Tecnicamente, a mistura entre as doses de vacinas é chamada de intercambialidade. Foto: Divulgação
Por meio de nota técnica, o Ministério da Saúde liberou os municípios brasileiros a aplicarem a vacina da Pfizer em substituição à AstraZeneca, na segunda dose. A decisão é estimulada pela escassez de fornecimento de novas doses da vacina da AstraZeneca.
A troca desses imunizantes, diz a nota técnica, é recomendada “em situações de exceção, onde não for possível administrar a segunda dose da vacina com uma vacina do mesmo fabricante, seja por contraindicações específicas ou por ausência daquele imunizante no país”.

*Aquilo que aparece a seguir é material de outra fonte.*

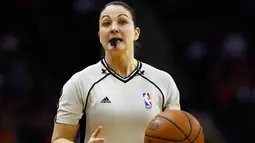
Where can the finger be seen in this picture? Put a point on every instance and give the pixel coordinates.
(99, 140)
(97, 132)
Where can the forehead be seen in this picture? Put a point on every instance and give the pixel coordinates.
(114, 11)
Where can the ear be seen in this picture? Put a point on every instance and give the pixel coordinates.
(99, 36)
(137, 33)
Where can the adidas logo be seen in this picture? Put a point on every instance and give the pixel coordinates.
(106, 100)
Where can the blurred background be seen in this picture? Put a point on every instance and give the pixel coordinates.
(207, 47)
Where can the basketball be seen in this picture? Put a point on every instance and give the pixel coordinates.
(174, 126)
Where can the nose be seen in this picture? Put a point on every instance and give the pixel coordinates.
(115, 28)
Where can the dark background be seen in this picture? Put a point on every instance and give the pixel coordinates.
(207, 46)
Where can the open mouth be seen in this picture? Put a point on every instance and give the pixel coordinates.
(115, 40)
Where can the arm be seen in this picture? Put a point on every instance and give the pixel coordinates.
(172, 94)
(69, 113)
(63, 133)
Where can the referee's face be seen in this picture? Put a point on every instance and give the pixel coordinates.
(116, 22)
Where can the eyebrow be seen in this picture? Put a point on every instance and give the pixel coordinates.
(117, 16)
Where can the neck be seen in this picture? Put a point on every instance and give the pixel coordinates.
(123, 65)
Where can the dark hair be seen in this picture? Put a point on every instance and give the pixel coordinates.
(131, 10)
(126, 6)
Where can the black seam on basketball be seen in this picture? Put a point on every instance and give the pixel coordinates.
(200, 129)
(190, 126)
(175, 126)
(164, 139)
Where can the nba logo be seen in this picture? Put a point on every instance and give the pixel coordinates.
(147, 100)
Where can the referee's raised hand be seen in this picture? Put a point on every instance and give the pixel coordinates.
(95, 136)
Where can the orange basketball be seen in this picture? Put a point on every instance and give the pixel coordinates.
(174, 126)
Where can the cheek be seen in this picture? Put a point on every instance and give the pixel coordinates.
(103, 36)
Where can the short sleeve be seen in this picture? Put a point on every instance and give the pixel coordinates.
(172, 94)
(70, 106)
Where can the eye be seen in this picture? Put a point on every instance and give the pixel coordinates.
(122, 22)
(106, 24)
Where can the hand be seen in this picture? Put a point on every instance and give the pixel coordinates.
(95, 136)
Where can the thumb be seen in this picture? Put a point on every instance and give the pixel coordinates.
(97, 132)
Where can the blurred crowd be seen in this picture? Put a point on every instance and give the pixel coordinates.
(43, 43)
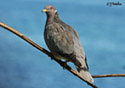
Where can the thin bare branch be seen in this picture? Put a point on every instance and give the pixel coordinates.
(46, 52)
(108, 75)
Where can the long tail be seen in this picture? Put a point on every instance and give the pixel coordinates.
(82, 68)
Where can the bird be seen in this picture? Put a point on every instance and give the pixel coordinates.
(64, 42)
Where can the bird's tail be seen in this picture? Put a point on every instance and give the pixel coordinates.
(82, 68)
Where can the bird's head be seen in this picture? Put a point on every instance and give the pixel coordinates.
(49, 10)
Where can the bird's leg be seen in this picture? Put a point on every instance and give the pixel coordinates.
(65, 63)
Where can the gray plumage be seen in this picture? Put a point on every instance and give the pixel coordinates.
(64, 43)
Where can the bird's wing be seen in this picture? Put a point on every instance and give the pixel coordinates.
(59, 40)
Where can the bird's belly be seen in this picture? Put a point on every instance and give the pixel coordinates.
(57, 56)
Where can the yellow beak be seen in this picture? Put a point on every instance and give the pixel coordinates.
(44, 10)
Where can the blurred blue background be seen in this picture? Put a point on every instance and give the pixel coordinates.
(101, 29)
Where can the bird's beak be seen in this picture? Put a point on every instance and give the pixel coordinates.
(44, 10)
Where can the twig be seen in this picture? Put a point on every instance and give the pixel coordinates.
(46, 52)
(108, 75)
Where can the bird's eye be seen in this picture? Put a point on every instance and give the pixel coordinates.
(51, 7)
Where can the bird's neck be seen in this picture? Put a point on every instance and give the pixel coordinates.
(52, 18)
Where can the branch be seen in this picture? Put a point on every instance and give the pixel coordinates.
(45, 52)
(108, 75)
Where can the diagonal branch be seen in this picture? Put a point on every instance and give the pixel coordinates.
(46, 52)
(108, 75)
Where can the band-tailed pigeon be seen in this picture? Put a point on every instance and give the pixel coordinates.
(64, 43)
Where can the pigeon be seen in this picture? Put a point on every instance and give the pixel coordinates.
(64, 42)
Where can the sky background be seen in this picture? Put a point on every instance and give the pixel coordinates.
(101, 29)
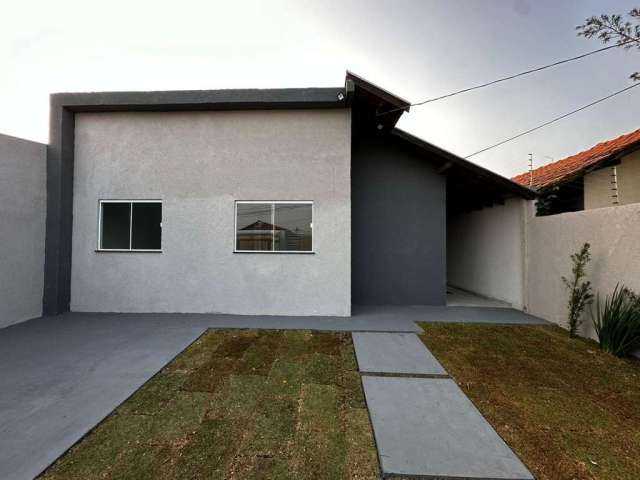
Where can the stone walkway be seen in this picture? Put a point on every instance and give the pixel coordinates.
(424, 425)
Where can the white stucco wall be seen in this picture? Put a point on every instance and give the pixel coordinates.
(199, 163)
(614, 235)
(485, 251)
(22, 228)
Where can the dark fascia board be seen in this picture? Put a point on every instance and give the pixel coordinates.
(394, 100)
(510, 186)
(188, 100)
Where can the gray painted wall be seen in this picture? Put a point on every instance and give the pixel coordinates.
(486, 251)
(199, 163)
(22, 228)
(398, 225)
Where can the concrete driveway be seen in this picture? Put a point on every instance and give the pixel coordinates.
(60, 376)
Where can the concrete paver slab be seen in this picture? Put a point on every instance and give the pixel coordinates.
(427, 427)
(394, 353)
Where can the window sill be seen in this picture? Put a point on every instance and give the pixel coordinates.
(113, 250)
(273, 252)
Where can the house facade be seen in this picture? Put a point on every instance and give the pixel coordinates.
(270, 202)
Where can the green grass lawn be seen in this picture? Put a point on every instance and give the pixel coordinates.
(567, 409)
(238, 405)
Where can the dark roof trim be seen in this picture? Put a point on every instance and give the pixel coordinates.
(377, 91)
(184, 100)
(511, 187)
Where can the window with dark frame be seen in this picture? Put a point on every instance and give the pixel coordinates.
(130, 225)
(278, 227)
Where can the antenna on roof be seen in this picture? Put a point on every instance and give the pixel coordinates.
(614, 186)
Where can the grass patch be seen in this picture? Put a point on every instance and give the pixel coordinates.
(238, 405)
(567, 409)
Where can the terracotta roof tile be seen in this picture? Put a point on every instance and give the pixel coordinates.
(555, 172)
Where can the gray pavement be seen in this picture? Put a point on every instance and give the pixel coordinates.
(58, 379)
(60, 376)
(394, 353)
(428, 428)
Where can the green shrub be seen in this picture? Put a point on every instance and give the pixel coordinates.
(617, 321)
(579, 290)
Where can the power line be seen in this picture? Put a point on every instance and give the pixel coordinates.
(504, 79)
(521, 134)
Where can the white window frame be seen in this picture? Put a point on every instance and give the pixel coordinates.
(130, 202)
(272, 203)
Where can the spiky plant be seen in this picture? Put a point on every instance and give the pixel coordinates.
(617, 322)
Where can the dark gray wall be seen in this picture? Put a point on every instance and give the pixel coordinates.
(22, 227)
(398, 210)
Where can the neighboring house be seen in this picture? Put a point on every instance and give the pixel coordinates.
(606, 175)
(279, 202)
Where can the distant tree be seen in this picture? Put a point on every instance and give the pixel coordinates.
(615, 28)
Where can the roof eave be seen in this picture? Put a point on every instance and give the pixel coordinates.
(509, 185)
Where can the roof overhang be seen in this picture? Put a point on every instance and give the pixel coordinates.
(372, 105)
(469, 186)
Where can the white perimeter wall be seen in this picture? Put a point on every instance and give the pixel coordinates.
(614, 235)
(485, 251)
(199, 163)
(22, 228)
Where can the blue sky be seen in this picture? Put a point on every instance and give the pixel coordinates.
(417, 49)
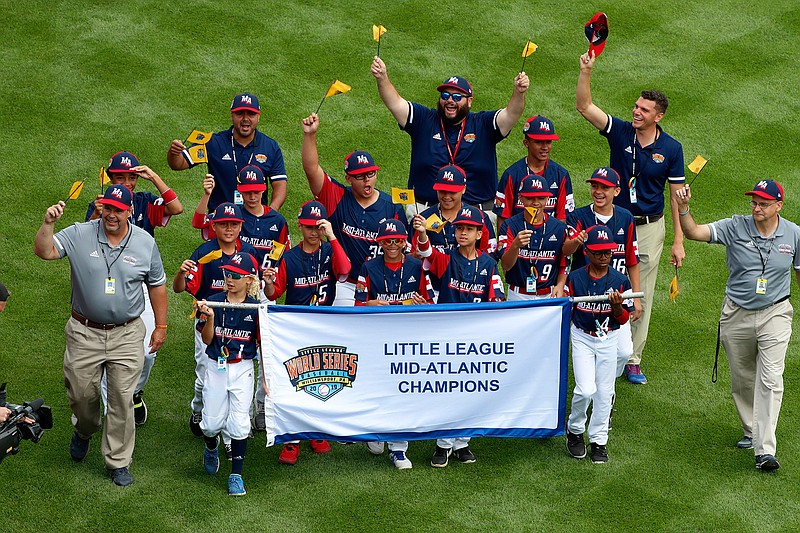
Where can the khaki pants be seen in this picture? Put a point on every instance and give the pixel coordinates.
(756, 343)
(650, 238)
(88, 354)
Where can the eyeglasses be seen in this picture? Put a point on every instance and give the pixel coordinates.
(365, 176)
(455, 96)
(761, 205)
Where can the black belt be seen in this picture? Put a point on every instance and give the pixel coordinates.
(88, 323)
(641, 221)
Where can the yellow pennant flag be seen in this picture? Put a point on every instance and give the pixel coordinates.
(697, 165)
(532, 211)
(337, 87)
(277, 250)
(210, 256)
(104, 179)
(75, 190)
(377, 31)
(673, 287)
(199, 137)
(434, 223)
(403, 196)
(198, 153)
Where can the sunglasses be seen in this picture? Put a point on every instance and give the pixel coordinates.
(365, 176)
(455, 96)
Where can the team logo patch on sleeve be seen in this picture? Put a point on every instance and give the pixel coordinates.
(322, 371)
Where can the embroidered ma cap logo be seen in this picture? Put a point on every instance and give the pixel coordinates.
(322, 371)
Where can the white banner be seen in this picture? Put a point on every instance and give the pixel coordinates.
(416, 372)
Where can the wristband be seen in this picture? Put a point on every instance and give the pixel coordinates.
(169, 196)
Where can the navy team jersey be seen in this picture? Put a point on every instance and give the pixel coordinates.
(148, 212)
(395, 283)
(207, 279)
(507, 202)
(465, 280)
(622, 228)
(236, 332)
(542, 257)
(656, 164)
(310, 278)
(355, 227)
(588, 316)
(226, 158)
(473, 147)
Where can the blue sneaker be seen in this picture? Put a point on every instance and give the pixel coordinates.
(634, 374)
(236, 485)
(211, 460)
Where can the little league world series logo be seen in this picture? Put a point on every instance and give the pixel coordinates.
(322, 371)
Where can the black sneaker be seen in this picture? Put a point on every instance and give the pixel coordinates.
(767, 462)
(194, 424)
(599, 453)
(439, 459)
(575, 445)
(121, 477)
(78, 447)
(139, 409)
(464, 455)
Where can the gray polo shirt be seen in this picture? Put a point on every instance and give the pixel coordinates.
(133, 261)
(746, 265)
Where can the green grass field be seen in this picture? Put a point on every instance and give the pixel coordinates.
(82, 81)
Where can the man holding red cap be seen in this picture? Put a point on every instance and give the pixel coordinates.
(149, 212)
(756, 322)
(109, 260)
(646, 159)
(530, 246)
(231, 150)
(539, 134)
(452, 135)
(355, 211)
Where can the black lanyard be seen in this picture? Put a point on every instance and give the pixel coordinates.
(102, 250)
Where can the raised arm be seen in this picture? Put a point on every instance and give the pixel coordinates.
(509, 115)
(43, 245)
(583, 95)
(310, 155)
(691, 229)
(391, 98)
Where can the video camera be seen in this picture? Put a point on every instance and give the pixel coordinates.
(18, 427)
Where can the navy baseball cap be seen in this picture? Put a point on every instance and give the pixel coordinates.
(540, 128)
(599, 237)
(250, 178)
(450, 178)
(457, 83)
(227, 212)
(241, 263)
(122, 162)
(359, 162)
(245, 102)
(118, 196)
(470, 216)
(311, 213)
(605, 176)
(769, 189)
(534, 186)
(391, 229)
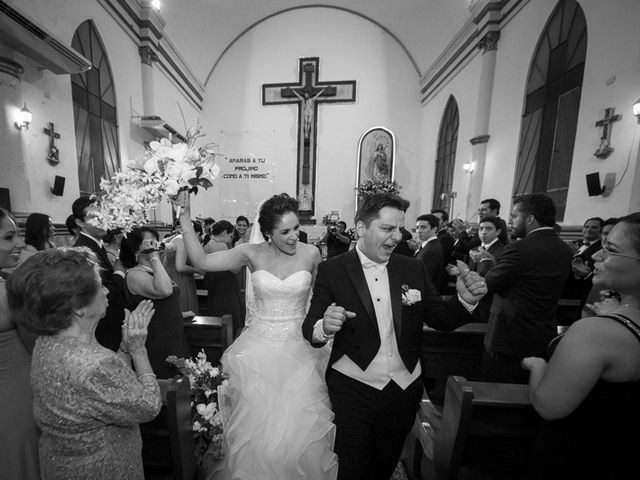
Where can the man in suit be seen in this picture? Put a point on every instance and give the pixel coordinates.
(526, 283)
(465, 241)
(430, 251)
(447, 243)
(579, 282)
(109, 329)
(485, 256)
(373, 303)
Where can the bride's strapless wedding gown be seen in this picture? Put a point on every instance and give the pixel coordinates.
(276, 410)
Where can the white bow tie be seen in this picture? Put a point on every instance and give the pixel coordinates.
(381, 267)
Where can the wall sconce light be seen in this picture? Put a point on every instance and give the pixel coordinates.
(469, 167)
(636, 109)
(24, 118)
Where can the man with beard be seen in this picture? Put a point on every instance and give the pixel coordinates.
(526, 283)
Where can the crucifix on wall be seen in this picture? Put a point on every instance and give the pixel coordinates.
(54, 154)
(605, 148)
(307, 93)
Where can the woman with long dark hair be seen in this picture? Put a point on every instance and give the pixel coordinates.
(38, 235)
(18, 432)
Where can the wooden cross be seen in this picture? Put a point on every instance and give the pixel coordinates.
(605, 149)
(307, 93)
(53, 155)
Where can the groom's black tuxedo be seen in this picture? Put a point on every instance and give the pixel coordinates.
(341, 280)
(109, 329)
(377, 419)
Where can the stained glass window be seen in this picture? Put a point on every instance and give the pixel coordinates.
(551, 105)
(446, 158)
(94, 111)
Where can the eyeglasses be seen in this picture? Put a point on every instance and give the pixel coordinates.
(606, 252)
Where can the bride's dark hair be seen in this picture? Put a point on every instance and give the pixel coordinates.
(272, 211)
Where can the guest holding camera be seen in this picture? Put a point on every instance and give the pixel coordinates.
(146, 279)
(337, 240)
(88, 401)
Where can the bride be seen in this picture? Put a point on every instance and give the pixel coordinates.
(279, 422)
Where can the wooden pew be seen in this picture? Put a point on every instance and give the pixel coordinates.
(211, 334)
(178, 400)
(482, 425)
(453, 353)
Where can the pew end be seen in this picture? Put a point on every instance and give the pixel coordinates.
(211, 334)
(482, 425)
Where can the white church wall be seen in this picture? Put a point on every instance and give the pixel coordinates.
(353, 48)
(613, 55)
(464, 88)
(610, 25)
(49, 98)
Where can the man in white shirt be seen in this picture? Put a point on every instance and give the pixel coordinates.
(374, 304)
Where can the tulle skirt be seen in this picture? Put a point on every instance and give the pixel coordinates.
(276, 412)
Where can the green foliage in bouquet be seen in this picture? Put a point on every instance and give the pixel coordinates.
(371, 186)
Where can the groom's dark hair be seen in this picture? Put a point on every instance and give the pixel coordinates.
(370, 206)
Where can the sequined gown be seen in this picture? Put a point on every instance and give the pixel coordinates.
(277, 415)
(18, 432)
(88, 404)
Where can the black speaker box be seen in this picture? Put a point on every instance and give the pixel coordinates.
(58, 186)
(593, 184)
(5, 199)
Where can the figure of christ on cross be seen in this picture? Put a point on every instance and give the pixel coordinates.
(307, 108)
(307, 94)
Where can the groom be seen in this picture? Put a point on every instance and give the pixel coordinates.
(373, 303)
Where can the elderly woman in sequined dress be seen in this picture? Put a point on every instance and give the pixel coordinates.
(88, 400)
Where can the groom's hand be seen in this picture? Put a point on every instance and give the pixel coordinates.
(334, 318)
(470, 285)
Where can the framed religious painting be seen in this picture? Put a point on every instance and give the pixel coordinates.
(376, 156)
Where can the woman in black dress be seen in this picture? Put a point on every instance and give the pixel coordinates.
(589, 391)
(146, 278)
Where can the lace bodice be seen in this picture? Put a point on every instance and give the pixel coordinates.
(279, 306)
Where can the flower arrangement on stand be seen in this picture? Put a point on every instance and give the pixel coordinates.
(204, 380)
(159, 174)
(371, 186)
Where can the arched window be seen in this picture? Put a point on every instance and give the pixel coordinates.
(552, 101)
(94, 111)
(446, 159)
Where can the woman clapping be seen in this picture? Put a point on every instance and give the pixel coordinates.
(88, 400)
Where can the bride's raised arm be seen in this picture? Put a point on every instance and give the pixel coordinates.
(214, 262)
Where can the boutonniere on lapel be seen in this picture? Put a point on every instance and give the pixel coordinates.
(410, 295)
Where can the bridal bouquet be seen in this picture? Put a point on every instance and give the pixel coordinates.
(159, 174)
(204, 379)
(370, 186)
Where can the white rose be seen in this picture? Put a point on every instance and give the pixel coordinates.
(414, 295)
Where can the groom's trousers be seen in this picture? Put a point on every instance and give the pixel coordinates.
(371, 425)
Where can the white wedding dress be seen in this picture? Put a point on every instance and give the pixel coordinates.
(276, 410)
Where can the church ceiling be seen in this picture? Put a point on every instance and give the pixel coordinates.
(203, 29)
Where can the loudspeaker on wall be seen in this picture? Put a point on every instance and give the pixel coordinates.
(5, 199)
(593, 184)
(58, 186)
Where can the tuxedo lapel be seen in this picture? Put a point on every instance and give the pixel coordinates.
(354, 270)
(396, 294)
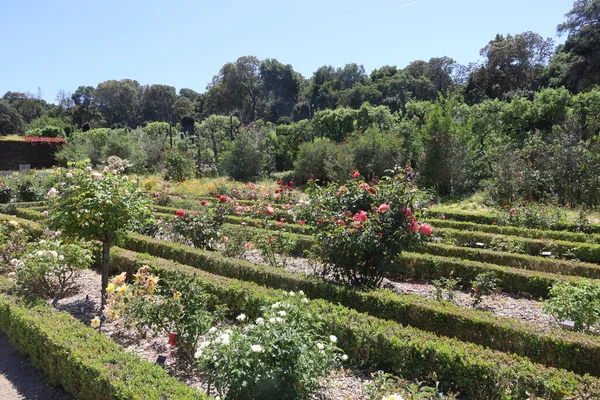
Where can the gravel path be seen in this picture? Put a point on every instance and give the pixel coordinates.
(19, 380)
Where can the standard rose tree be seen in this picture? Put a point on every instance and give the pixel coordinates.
(96, 205)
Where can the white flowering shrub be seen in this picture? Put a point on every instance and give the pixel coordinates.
(49, 267)
(280, 355)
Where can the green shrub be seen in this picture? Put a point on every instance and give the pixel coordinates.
(279, 355)
(179, 165)
(579, 303)
(49, 267)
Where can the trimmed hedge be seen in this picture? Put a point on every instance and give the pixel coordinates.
(477, 372)
(523, 261)
(83, 361)
(505, 334)
(516, 231)
(581, 251)
(33, 228)
(514, 280)
(37, 152)
(488, 218)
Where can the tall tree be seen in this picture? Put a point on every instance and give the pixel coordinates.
(157, 102)
(577, 62)
(119, 102)
(511, 64)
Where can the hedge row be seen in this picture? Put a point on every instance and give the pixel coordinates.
(435, 263)
(480, 217)
(477, 372)
(559, 248)
(233, 219)
(505, 334)
(83, 361)
(516, 231)
(514, 280)
(33, 228)
(523, 261)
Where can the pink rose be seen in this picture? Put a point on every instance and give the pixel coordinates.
(383, 208)
(426, 229)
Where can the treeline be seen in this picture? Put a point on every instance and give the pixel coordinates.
(513, 66)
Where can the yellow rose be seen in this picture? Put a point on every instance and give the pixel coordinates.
(95, 322)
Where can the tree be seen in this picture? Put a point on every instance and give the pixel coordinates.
(217, 129)
(511, 63)
(119, 102)
(11, 122)
(237, 88)
(96, 206)
(157, 102)
(281, 87)
(577, 62)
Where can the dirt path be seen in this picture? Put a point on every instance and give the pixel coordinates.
(19, 380)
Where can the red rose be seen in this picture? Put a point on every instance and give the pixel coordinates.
(413, 227)
(172, 339)
(426, 229)
(383, 208)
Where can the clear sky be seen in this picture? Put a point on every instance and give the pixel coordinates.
(62, 44)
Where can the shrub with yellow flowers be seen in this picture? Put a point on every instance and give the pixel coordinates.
(176, 307)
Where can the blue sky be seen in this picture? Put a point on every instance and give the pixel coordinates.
(62, 44)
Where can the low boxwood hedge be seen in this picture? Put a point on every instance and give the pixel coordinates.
(480, 217)
(550, 348)
(559, 248)
(477, 372)
(83, 361)
(523, 261)
(516, 231)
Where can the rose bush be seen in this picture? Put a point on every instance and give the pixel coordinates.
(363, 226)
(279, 355)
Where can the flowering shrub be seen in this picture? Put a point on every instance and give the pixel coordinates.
(96, 205)
(364, 226)
(13, 239)
(201, 228)
(49, 267)
(176, 308)
(272, 243)
(530, 215)
(277, 356)
(578, 303)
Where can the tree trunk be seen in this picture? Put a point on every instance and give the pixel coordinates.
(105, 255)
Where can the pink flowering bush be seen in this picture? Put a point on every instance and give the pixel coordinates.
(364, 226)
(176, 308)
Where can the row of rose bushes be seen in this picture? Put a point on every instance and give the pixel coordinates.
(441, 318)
(404, 311)
(554, 348)
(83, 361)
(518, 244)
(533, 275)
(489, 218)
(475, 371)
(503, 258)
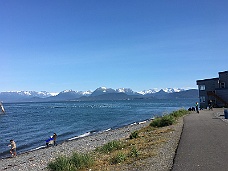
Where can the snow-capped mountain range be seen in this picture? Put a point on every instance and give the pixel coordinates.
(17, 96)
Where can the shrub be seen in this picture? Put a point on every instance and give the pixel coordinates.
(134, 152)
(134, 134)
(111, 146)
(163, 121)
(81, 160)
(60, 163)
(179, 113)
(168, 119)
(73, 163)
(118, 158)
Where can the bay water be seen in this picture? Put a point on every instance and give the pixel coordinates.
(30, 124)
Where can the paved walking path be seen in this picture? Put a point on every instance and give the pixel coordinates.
(204, 143)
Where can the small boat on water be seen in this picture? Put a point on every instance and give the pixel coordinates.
(2, 108)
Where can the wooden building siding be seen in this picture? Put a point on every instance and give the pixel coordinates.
(214, 89)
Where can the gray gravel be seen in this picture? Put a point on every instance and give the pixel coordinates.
(37, 160)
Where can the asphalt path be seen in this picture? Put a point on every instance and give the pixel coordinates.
(204, 143)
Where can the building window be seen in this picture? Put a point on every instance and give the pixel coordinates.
(201, 87)
(222, 85)
(202, 99)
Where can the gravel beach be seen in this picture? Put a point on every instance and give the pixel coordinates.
(37, 160)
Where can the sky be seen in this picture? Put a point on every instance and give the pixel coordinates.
(81, 45)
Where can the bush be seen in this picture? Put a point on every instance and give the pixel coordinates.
(111, 146)
(179, 113)
(134, 134)
(168, 119)
(118, 158)
(163, 121)
(81, 160)
(134, 152)
(60, 163)
(73, 163)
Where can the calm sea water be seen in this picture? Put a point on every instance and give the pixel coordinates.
(30, 124)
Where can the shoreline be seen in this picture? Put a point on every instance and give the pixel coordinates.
(37, 159)
(86, 134)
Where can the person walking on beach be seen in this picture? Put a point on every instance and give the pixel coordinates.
(197, 107)
(49, 141)
(13, 148)
(55, 137)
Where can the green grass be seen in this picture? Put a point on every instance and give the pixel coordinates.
(134, 134)
(118, 158)
(75, 162)
(109, 147)
(140, 145)
(169, 119)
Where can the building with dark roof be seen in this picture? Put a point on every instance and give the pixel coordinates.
(214, 91)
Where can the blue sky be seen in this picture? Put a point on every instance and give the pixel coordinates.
(82, 45)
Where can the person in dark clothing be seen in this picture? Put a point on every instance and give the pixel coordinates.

A quantidade de remessas da AstraZeneca ao Brasil foi reduzida depois da entrega de cerca de 60 milhões de doses entre abril e junho. Neste mês, a previsão é a entrega de somente 11,6 milhões.
Para liberar a aplicação da segunda dose da Pfizer no lugar da AstraZeneca, o Ministério da Saúde cita dois estudos para sustentar a possibilidade de misturar vacinas. Tecnicamente, essa mistura é chamada de intercambialidade.
Um desses estudos foi realizado no Reino Unido. A mistura entre AstraZeneca e Pfizer com um intervalo de quatro semanas entre as doses “evidenciou uma resposta imune superior” quando os imunizantes foram alternados.